The main use of tefluthrin is to control the larvae of corn rootworms (Diabrotica spp) and it is also lethal to cutworm and wireworm larvae. Related insects share this susceptibility to the compound, including pests such as springtails, symphylids, millipedes, pygmy beetle, fire ants and white grubs. The advantage to the farmer comes in the form of improved yield at harvest. Farmers can act in their best economic interest: the value of the additional yield can be estimated and the total cost of using the insecticide informs the decision to purchase. This cost-benefit analysis by the end user sets a maximum price which the supplier can demand. The estimated annual use of tefluthrin in US agriculture is mapped by the US Geological Survey. This shows that use peaked in 2003 but by 2017, the latest date for which figures are available, has fallen to about 150000 lb annually, almost exclusively in the corn belt.
The ability of tefluthrin to control soil pests, in contrast to other pyrethroids, is due to its relatively high volatility, which allows its vapour to move from the site of application to the surrounding soil. Its vapour pressure at 20 °C is 8.4 mPa while that of permethrin, for example, is 0.007 mPa.

== Human safety ==
Tefluthrin is a restricted use pesticide.
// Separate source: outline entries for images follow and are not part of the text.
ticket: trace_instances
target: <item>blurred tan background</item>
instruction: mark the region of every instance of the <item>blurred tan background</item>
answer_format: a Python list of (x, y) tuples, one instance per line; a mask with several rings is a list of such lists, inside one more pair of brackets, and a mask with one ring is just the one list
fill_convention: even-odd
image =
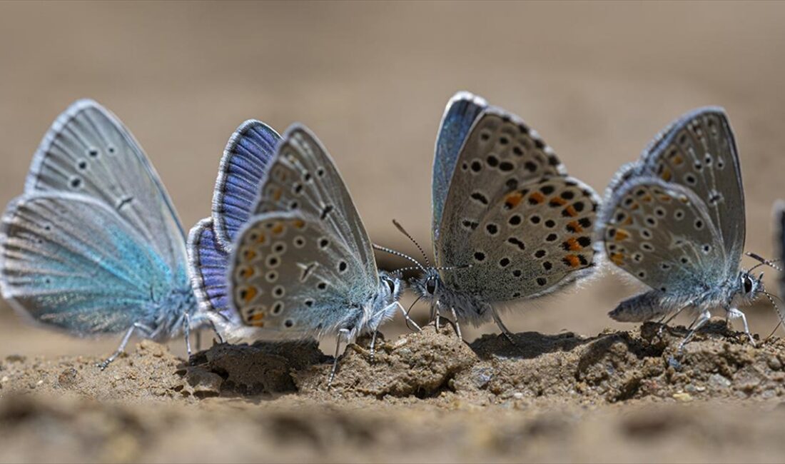
[[(3, 2), (0, 203), (21, 192), (42, 136), (79, 97), (130, 127), (186, 229), (208, 215), (240, 122), (283, 132), (301, 121), (336, 159), (371, 237), (414, 253), (390, 220), (430, 248), (433, 143), (456, 90), (520, 115), (598, 192), (671, 119), (719, 104), (740, 148), (747, 249), (770, 256), (770, 207), (785, 197), (783, 23), (780, 3)], [(508, 325), (591, 334), (634, 290), (607, 275), (522, 305)], [(754, 331), (774, 327), (763, 303), (747, 314)], [(0, 303), (0, 356), (116, 342), (31, 327)]]

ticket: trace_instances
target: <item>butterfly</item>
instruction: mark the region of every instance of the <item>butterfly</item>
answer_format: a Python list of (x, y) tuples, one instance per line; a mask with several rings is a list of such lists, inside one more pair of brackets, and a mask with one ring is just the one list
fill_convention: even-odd
[(229, 138), (218, 168), (212, 214), (188, 234), (191, 281), (199, 308), (230, 339), (253, 338), (229, 305), (226, 272), (232, 244), (248, 221), (281, 137), (255, 119), (246, 121)]
[[(36, 322), (86, 336), (165, 341), (209, 321), (196, 311), (185, 238), (169, 195), (122, 122), (80, 100), (33, 157), (0, 225), (2, 296)], [(188, 345), (190, 351), (190, 345)]]
[(681, 352), (719, 306), (728, 319), (742, 320), (753, 342), (737, 305), (765, 290), (762, 273), (755, 277), (754, 269), (740, 268), (744, 234), (744, 190), (728, 117), (716, 107), (688, 112), (608, 188), (597, 228), (601, 247), (651, 287), (619, 303), (610, 316), (642, 322), (693, 308), (698, 316)]
[(436, 265), (410, 258), (421, 273), (409, 283), (437, 323), (442, 309), (456, 323), (493, 320), (512, 341), (502, 305), (593, 272), (594, 191), (520, 118), (467, 92), (442, 118), (432, 200)]
[(235, 239), (229, 304), (265, 337), (371, 333), (400, 309), (403, 283), (377, 269), (354, 202), (327, 150), (305, 126), (283, 134), (254, 215)]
One consequence of this is that, in the US, it is a violation of Federal law to use the product in a manner inconsistent with its labelling and the labelling must be in possession of the user at the time of the application. It can be absorbed into the body by inhalation of dust or mist and by ingestion. It causes moderate eye irritation. Prolonged or frequently repeated skin contact may cause allergic reactions in some individuals. Skin exposure may result in a transient sensation described as a tingling, itching, burning, or prickly feeling. Onset may occur immediately to four hours after exposure and may last 2–30 hours, without apparent skin damage.
First aid measures are included with the label information.

===Metabolism===
The mammalian LD_{50} is 21.8 mg/kg (rats, oral). Phase I metabolism of tefluthrin proceeds via both oxidation and hydrolysis.
Initial targets for oxidation are its methyl groups. Those on the cyclopropane ring and on the tetrafluorobenzene ring are oxidized to alcohol groups which can be further oxidized into carboxylic acids. Hydrolysis of tefluthrin occurs at the ester bond which results in cyhalothrin acid and 4-methyl-2,3,5,6-tetrafluorobenzyl alcohol, which can be further oxidized into the corresponding carboxylic acid.
In phase II metabolism, the phase I metabolites are glucuronidated on any available alcohol groups to facilitate membrane transport and eventually excretion.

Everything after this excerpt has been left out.